Delaware’s beloved Rev. Dr. James Leslie served as Ohio Wesleyan’s prophetic conscience and university chaplain for 28 years. He had many things in common with the Rev. Dr. Martin Luther King Jr. For one, they sat next to each other as classmates at their graduation from Boston University School of Theology in 1955, when both received Ph.D. degrees. For another, they prayed and studied together under their university chaplain, the Rev. Dr. Howard Thurman, who earlier that decade had delivered the Merrick Lectures at Ohio Wesleyan, which later were published in his famous book, “The Creative Encounter: An Interpretation of Religion and the Social Witness.”
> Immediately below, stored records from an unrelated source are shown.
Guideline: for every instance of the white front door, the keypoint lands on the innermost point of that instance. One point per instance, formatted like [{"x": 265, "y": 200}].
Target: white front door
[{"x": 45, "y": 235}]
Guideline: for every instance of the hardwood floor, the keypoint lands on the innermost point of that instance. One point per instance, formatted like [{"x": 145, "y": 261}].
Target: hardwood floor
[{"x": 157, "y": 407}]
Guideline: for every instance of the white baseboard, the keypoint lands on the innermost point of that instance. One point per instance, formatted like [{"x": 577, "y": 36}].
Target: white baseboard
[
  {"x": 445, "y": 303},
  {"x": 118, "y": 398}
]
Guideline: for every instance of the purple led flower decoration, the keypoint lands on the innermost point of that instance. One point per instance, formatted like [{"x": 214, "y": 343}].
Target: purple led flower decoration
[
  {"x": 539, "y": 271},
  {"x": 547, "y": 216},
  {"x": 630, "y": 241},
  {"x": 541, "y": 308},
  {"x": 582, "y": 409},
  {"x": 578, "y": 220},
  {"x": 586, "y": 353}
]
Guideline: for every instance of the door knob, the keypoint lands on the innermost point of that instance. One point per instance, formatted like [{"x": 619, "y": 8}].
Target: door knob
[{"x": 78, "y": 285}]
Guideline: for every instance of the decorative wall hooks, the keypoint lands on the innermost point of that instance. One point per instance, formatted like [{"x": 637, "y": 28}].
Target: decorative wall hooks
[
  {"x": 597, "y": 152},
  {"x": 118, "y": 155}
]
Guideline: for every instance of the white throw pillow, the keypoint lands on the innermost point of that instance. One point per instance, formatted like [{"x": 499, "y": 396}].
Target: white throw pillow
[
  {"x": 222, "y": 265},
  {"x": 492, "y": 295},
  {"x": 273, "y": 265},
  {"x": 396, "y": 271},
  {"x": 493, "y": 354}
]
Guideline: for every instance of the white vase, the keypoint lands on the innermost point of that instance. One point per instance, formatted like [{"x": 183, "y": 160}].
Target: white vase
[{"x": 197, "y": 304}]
This week, we bring those three powerful persons back together in a creative way: the prayer labyrinth at Ohio Wesleyan. Over the past few days and into this weekend, Ohio Wesleyan is hosting its first series of workshops to equip community members and area churches to more deeply utilize the OWU labyrinth as an instrument for prayer and reflection. The OWU labyrinth replicates the labyrinth at Chartres Cathedral in France. It is a gift from the family of OWU alumna Kathe Rhinesmith, and she herself is the faculty trainer for our workshops this week.
You may well ask: “But what is this labyrinth; what on earth does it have to do with Leslie, King and Thurman; and what is it doing here in Delaware?!” Here goes:
A labyrinth is basically a circular spiral path folded back in on itself as a means of prayerful meditation. Christians have used this pattern of walking around in circles for nearly 2,000 years. This meandering meditative path has been found over the centuries to be an amazingly powerful tool for Christian prayer: to quiet distracted or overactive minds; calm disturbing emotions or unfortunate events in life; resolve inner discomfort; still one’s mind enough to get clarity for whatever it is that is going on in one’s life; but most importantly to help one ponder the power of God’s greatest mysteries of life to enhance healing – emotionally, mentally and spiritually.
Today, as I prepared these notes for you, I walked the labyrinth at OWU, and a prayer from Jim Leslie and Martin Luther King’s old college chaplain Howard Thurman came bubbling up in my mind. This old Thurman prayer, so bred in my bones, reminds me of my own experiences with Jim Leslie, Martin Luther King Jr, and Howard Thurman over the years. Thurman’s prayer just might show you what could happen in your own heart when you walk the OWU labyrinth as a prayerful exercise:
“I need Your sense of time, O God. I have an underlying anxiety about things. I am in a hurry to achieve my ends, completely without patience. It is hard for me to realize that growth is slow, not all processes are swift. I cannot discriminate between what takes time and what can be rushed; my sense of time is dulled. O to understand that I may do all things with a profound sense of leisure of time.
“I need Your sense of order, O God. The confusion of details is overwhelming; little things get in my way: ready-made excuses for failure to do and be what I know I ought to do and be. Much time is spent on things not very important while significant things are put in my scheme of order. I must unscramble my affairs so my life will become order. O God, I need Your sense of order.
“I need Your sense of the future, O God. Teach me to know that life is ever on the side of the future. Keep alive in me the future look, the high hope. Let me not be frozen either by the past or the present. Grant me, O Patient One, Your sense of the future without which all life would sicken and die.”
The Rev. Jon R. Powers is the university chaplain at Ohio Wesleyan University.